Wednesday's Wall Street Journal had a front page article (no link) headlined "Real-Estate Financier's Death Hints At Trouble For Lenders," which recapped the tale of Scott Coles, a "flamboyant real-estate financier" who apparently committed suicide last month at the age of 48, potentially at the result of increasingly leveraged loans that destroyed his company, Mortgages Ltd, one of Arizona's largest private lenders during the real-estate boom.
Coles attempted to cover loan defaults by trying to raise additional funding while undermining the initial investors who gave him over $700M. When his additional round came up with a mere $10M, in the face of $131M in future obligations to borrowers, Coles may have taken drastic action rather than face the mounting lawsuits from investors, who brought charges of fraud, racketeering, and breach of fiduciary duty (in addition, Coles' personal life was also under duress, as he separated from his second wife).
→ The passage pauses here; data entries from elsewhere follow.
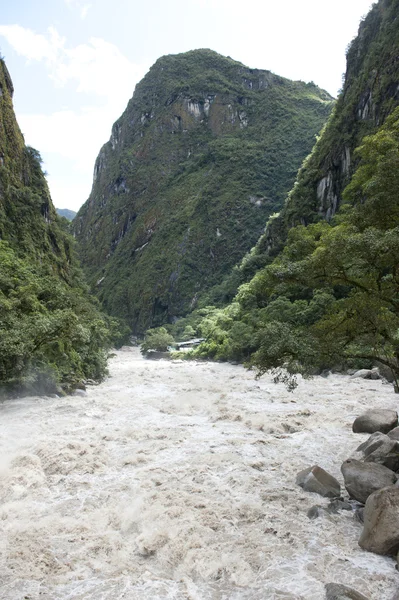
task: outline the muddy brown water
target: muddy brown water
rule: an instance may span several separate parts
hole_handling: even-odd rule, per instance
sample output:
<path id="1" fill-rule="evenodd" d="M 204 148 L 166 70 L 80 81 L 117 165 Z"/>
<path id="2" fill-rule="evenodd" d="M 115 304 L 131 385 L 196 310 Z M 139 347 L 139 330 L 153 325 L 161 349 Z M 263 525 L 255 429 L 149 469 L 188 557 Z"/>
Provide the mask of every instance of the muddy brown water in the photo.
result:
<path id="1" fill-rule="evenodd" d="M 88 396 L 0 405 L 2 600 L 370 600 L 395 561 L 361 550 L 361 524 L 295 484 L 340 465 L 354 418 L 397 408 L 381 381 L 342 375 L 289 393 L 241 366 L 116 353 Z"/>

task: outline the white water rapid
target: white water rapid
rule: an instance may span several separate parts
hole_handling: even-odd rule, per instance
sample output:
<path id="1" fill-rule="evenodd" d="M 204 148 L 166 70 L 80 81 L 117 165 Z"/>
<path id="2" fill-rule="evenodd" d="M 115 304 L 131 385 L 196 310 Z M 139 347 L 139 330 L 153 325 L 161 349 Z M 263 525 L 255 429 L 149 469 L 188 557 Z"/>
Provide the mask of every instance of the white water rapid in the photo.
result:
<path id="1" fill-rule="evenodd" d="M 0 404 L 2 600 L 370 600 L 399 587 L 353 513 L 295 484 L 340 466 L 354 418 L 397 408 L 381 381 L 332 375 L 293 394 L 241 366 L 117 352 L 87 397 Z"/>

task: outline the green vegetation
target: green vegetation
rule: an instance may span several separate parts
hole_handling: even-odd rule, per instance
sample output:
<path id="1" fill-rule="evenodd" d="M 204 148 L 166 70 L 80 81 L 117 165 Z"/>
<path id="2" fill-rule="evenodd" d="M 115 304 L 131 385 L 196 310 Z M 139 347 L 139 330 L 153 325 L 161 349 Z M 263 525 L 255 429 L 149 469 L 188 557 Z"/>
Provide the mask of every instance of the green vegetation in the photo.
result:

So how do our Dodgers fit into this? Buried in the article were details of how he abandoned the conservative investment strategies of the company started by his father, and how Coles instead "...sought bigger, longer-term and riskier loans on signature Phoenix-area projects: a boutique downtown hotel, an entertainment complex at the spring-training stdium for the Los Angeles Dodgers and Chicago White Sox, 21 chateau-style brownstones."
Yikes! You mean, the Dodgers organization is associated with risky highly-leveraged real-estate developers? Gulp.
In a contracting real estate market, I wonder who will now fund that fantasyland theme-park-like P.F. Chang-architectural-style project that Frank McCourt hopes to build around Dodger Stadium?